Volume 462: debated on Thursday 28 June 2007

To ask the Secretary of State for the Home Department (1) what estimate he has made of the number of drivers falsely accused of motoring offences because of the fraudulent cloning of number plates in the latest period for which figures are available; (144799)

(2) what estimate he has made of the number of drivers falsely accused of motoring offences due to inaccuracies in the automated number plate recognition database in the latest period for which figures are available;

(3) what estimate he has made of the number of motoring offences that the police have been unable to pursue due to inaccuracies in the automated number plate recognition database.

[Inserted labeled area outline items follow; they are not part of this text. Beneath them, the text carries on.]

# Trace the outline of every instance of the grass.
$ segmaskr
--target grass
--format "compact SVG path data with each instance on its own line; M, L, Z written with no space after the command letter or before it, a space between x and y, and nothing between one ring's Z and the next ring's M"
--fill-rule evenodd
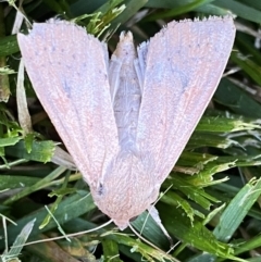
M89 33L111 38L110 50L123 29L141 42L172 20L232 13L237 35L228 74L162 185L162 192L171 186L157 203L175 245L170 254L158 249L167 251L170 242L146 212L132 225L140 232L146 222L142 236L158 248L112 224L54 241L52 237L94 228L108 217L94 204L80 174L72 171L70 157L58 151L60 139L26 76L25 102L18 46L11 35L17 10L0 2L1 260L260 261L260 1L45 0L24 1L23 10L29 21L78 17Z

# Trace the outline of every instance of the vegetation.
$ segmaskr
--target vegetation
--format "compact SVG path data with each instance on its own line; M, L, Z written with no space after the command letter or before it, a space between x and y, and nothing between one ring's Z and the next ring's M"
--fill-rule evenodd
M25 0L18 4L0 2L1 260L261 261L261 2ZM17 29L12 34L15 16L23 17L18 13L27 18L24 32L28 22L58 15L110 39L110 50L123 29L130 29L141 42L172 20L235 16L237 35L225 76L156 204L175 245L169 254L170 241L146 212L132 225L139 233L142 228L140 234L154 246L112 224L65 238L108 217L94 204L80 174L70 169L73 164L62 145L57 149L60 139L25 75L26 102L23 73L17 77ZM64 238L51 240L57 236Z

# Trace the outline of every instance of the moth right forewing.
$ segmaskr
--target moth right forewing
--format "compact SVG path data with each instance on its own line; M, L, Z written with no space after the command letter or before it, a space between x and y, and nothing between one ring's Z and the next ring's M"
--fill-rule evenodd
M17 39L37 97L84 178L97 186L119 147L103 43L61 21L34 24Z
M232 51L232 17L171 22L150 39L137 145L161 184L208 105Z

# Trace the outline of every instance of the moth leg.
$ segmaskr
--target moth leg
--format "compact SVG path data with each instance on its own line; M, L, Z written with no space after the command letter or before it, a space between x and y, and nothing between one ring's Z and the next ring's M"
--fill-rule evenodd
M141 93L144 91L144 79L145 79L148 47L149 47L149 42L142 42L137 48L138 58L134 61L134 67L136 70Z
M163 226L163 224L161 223L161 219L159 215L158 210L156 209L154 205L150 205L148 208L148 212L151 215L151 217L153 219L153 221L157 223L157 225L161 228L161 230L163 232L163 234L166 236L166 238L169 239L171 247L173 247L173 240L172 237L169 235L167 230L165 229L165 227Z
M120 73L121 73L122 64L123 62L121 59L119 59L116 55L112 55L110 66L109 66L109 84L110 84L112 104L114 104L114 99L116 96L116 91L119 89Z

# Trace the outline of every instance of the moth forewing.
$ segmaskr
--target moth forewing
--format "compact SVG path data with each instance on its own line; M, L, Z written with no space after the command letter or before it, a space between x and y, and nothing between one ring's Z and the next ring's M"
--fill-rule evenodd
M234 38L233 18L226 16L171 22L150 39L137 147L149 158L159 184L173 169L212 98Z

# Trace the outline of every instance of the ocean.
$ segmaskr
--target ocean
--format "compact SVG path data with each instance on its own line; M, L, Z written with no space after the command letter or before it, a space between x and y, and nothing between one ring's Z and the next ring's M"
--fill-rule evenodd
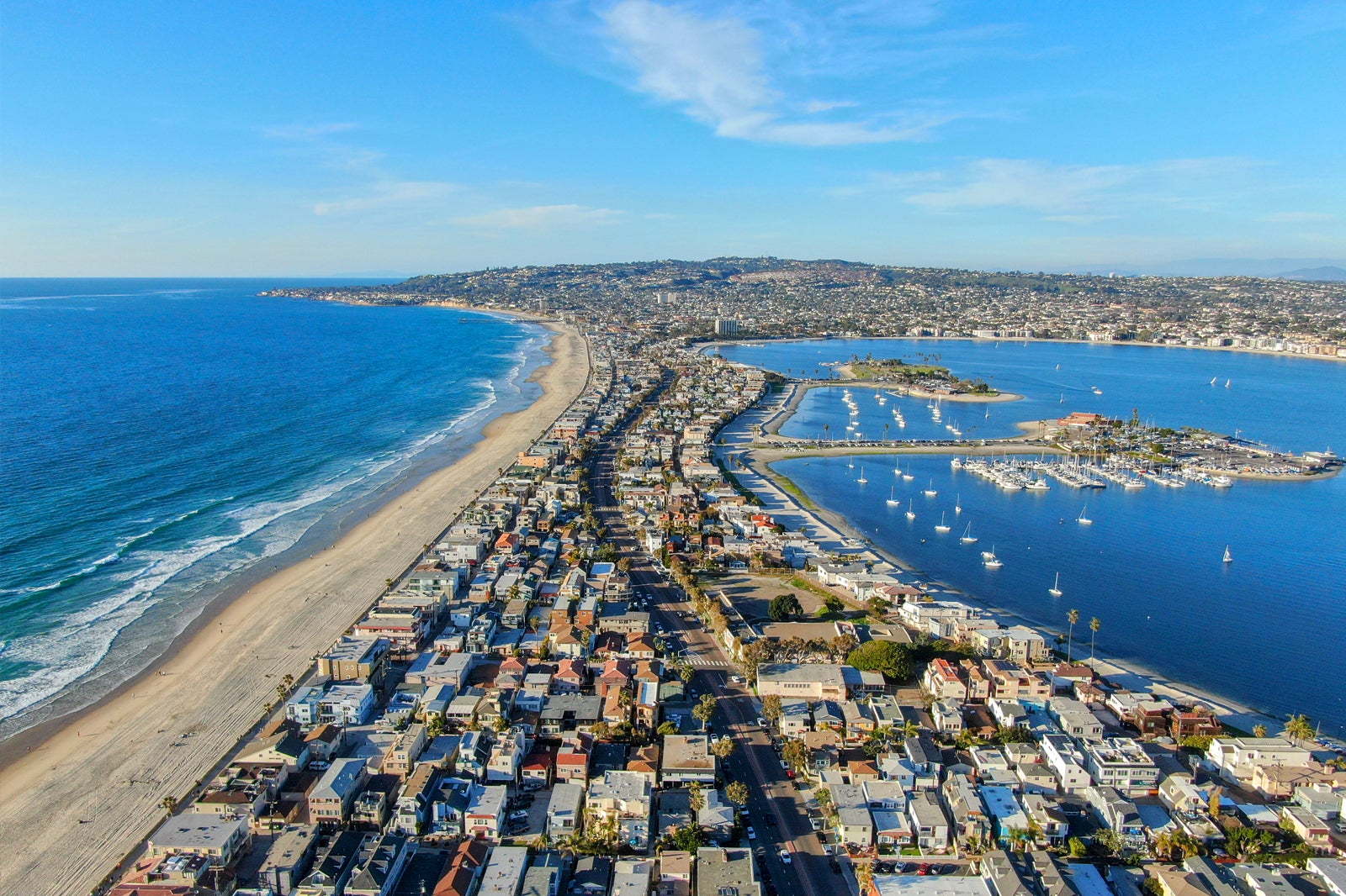
M848 431L841 387L808 393L781 432L845 439L965 439L1018 432L1015 422L1065 413L1139 414L1160 426L1199 426L1295 452L1346 445L1346 365L1306 358L1147 346L972 340L818 340L724 346L725 358L781 373L828 377L824 362L933 358L962 378L1024 396L1003 404L942 405L852 389L860 416ZM817 373L814 373L817 371ZM1211 385L1211 378L1215 385ZM1228 386L1225 385L1228 381ZM906 428L892 416L899 409ZM887 425L887 429L884 426ZM824 429L826 426L826 429ZM892 472L900 465L910 480ZM1249 708L1306 713L1346 735L1339 655L1346 646L1346 476L1215 490L1005 492L954 470L948 456L790 459L775 470L922 576L1065 635L1079 609L1074 655L1124 659ZM864 471L861 484L856 482ZM933 483L933 486L931 486ZM925 496L933 487L938 495ZM892 496L900 503L890 506ZM907 506L917 513L906 518ZM1077 522L1088 505L1093 525ZM961 507L957 511L956 507ZM934 525L944 515L949 533ZM972 526L979 541L962 544ZM1225 546L1234 561L1222 562ZM1004 562L987 569L981 552ZM1049 589L1061 574L1061 597Z
M108 693L540 394L534 324L257 296L284 285L0 281L0 736Z

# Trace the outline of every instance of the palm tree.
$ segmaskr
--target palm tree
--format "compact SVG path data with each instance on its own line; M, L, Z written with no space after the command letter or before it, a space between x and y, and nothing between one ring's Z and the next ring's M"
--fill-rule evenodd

It is not possible to estimate the number of drivers falsely accused of motoring offences because of the fraudulent cloning of number plates; the number of drivers falsely accused of motoring offences due to inaccuracies in automatic number plate recognition (ANPR) databases or the number of motoring offences that the police have been unable to pursue due to inaccuracies in the ANPR database as these figures are not collected centrally. ANPR is used as the starting point to investigate offences and is not in itself used to press charges or comment on prosecutions.

To ask the Secretary of State for the Home Department what assessment he has made of the merits of the pilot scheme Operation Laser using automatic number plate recognition; which police forces are participating in the pilot scheme; and if he will make a statement. (145435)

Since the first Home Office pilot began in 2002, the police use of ANPR technology has resulted in more than 50,000 arrests; ANPR has now been rolled out across all police forces in England and Wales. Significantly, in the last three years it has delivered two to three times more ‘offences brought to justice' (OBtJ) when compared to conventional policing methods. Much of this success is attributable to police intercept teams operating at the roadside although more recently, the benefits of ANPR as a police-intelligence and investigation tool has been realised by its ability to identify vehicles linked to many different types of criminal offending. It has consistently impacted on criminal activity at all levels, but particularly that involving drugs, cross-border crime and disqualified driving. With the help of new enabling-legislation, police ANPR intercept teams have been extremely effective in seizing vehicles for document offences.

The National Policing Improvement Agency (NPIA) assumed policy and operational oversight for ANPR from April this year. It is now seeking to embed the learning from the ANPR pilots into mainstream policing practice within police forces.